JAKARTA (RIAUPOS.CO) -- Kinerja pemerintah pada 100 hari awal disebut belum optimal. Realisasi pertumbuhan ekonomi RI sepanjang tahun lalu pun hanya 5,02 persen. Itu jauh di bawah target yang dipatok dalam APBN 2019, yakni 5,3 persen.
Wakil Direktur Institute for Development of Economics and Finance (Indef) Eko Listiyanto mengungkapkan, berbagai momen yang menyertai aktivitas ekonomi triwulan IV 2019 seperti Natal, libur akhir tahun, dan Harbolnas (Hari Belanja Online Nasional) ternyata tidak mampu mengakselerasi perekonomian.
Dengan kondisi itu, diharapkan ada gebrakan dari Kabinet Indonesia Maju untuk membuat laju pertumbuhan ekonomi sesuai target dan ekspektasi masyarakat. "Gebrakan tim ekonomi di kabinet yang sudah lebih dari seratus hari bekerja belum tampak hasilnya. Laju pertumbuhan ekonomi justru semakin melambat," ujarnya di Jakarta kemarin (6/2).
Padahal, siklus triwulan IV biasanya merupakan momen adanya akselerasi aktivitas ekonomi. Bahkan, dalam 20 tahun terakhir, pertumbuhan ekonomi triwulan IV hampir selalu di atas 5 persen.
"Kalau saya sempat hitung, 20 tahun terakhir, hanya lima kali kuartal IV kita tumbuh di bawah 5 persen. Yakni, 2001, 2002, 2003, dan dua kali di periode Pak Jokowi, yaitu 2016 dan 2019," jelasnya.

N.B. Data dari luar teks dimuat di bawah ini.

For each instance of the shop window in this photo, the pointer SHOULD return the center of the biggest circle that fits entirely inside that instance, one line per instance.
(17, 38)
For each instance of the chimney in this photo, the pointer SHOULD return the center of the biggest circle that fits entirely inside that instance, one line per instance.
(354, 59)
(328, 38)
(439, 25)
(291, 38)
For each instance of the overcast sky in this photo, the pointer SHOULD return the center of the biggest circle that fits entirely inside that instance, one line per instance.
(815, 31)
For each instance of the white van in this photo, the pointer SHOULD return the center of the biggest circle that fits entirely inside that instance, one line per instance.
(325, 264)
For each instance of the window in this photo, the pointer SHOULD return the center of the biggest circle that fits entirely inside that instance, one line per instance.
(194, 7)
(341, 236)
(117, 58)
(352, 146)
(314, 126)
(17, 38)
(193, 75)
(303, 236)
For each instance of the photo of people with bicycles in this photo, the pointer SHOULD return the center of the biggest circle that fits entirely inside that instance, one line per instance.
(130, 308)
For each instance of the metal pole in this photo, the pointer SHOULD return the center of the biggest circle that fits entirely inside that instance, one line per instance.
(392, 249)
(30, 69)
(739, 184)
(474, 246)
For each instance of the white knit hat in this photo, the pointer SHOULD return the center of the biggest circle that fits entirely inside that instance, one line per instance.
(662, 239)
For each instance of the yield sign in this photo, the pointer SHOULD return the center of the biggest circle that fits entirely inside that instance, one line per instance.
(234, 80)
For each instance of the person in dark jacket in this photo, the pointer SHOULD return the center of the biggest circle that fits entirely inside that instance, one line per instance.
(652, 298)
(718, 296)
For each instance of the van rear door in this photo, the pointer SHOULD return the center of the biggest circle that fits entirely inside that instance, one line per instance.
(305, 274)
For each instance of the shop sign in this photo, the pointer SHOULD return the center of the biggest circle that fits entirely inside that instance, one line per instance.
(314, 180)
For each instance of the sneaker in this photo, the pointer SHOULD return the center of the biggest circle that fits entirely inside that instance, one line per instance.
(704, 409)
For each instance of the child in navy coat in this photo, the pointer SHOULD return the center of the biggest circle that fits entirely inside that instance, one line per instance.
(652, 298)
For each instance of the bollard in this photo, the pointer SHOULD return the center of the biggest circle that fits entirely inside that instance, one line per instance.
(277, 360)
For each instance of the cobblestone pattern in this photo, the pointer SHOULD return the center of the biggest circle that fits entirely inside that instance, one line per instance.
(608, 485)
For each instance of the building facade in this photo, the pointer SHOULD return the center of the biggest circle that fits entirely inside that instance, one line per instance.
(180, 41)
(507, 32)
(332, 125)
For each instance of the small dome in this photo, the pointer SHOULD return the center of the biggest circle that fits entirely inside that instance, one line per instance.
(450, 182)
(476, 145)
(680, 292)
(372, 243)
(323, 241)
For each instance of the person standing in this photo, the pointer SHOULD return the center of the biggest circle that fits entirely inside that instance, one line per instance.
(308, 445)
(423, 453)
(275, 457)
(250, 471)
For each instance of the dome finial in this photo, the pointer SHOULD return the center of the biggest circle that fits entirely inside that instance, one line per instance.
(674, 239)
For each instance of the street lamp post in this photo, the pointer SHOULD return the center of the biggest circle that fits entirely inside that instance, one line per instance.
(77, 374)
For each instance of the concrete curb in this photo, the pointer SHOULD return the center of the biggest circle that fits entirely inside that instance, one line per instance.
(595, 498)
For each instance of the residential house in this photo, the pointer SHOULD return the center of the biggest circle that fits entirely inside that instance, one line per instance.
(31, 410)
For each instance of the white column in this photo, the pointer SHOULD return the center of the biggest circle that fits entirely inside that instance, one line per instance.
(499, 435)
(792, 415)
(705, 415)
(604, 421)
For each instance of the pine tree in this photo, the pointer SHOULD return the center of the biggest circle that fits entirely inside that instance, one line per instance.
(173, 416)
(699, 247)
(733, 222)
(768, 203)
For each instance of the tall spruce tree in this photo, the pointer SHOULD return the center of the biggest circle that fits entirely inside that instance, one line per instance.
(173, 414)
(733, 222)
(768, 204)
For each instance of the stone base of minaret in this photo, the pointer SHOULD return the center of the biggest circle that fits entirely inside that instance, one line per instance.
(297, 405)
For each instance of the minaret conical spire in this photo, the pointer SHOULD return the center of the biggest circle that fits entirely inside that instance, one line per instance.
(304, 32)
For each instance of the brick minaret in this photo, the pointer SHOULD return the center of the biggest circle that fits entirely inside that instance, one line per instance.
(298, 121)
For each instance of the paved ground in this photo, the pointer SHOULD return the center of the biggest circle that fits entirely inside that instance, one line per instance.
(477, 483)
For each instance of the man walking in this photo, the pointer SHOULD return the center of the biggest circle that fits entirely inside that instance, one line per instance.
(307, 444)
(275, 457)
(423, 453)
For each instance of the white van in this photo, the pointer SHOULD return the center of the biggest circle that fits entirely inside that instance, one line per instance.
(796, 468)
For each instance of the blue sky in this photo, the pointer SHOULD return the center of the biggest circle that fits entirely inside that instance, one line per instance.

Dia menuturkan, turunnya pertumbuhan ekonomi triwulan IV 2019 di level 4,97 persen merupakan gambaran beratnya persoalan ekonomi yang dihadapi Indonesia. Kinerja kabinet baru juga belum dapat memberikan optimisme. "Justru optimisme pebisnis kian meredup," ungkapnya.
Namun, dia juga menyatakan bahwa ketidakpastian global menjadi salah satu sentimen yang membuat ekonomi Indonesia tertekan. Indonesia, lanjut dia, tidak dapat memacu pertumbuhan tinggi karena lemahnya fundamental ekonomi.
Ditambah lagi, struktur pertumbuhan ditopang konsumsi rumah tangga secara terus-menerus sehingga ekonomi sangat rapuh. Inflasi pangan juga terus menekan daya beli rumah tangga.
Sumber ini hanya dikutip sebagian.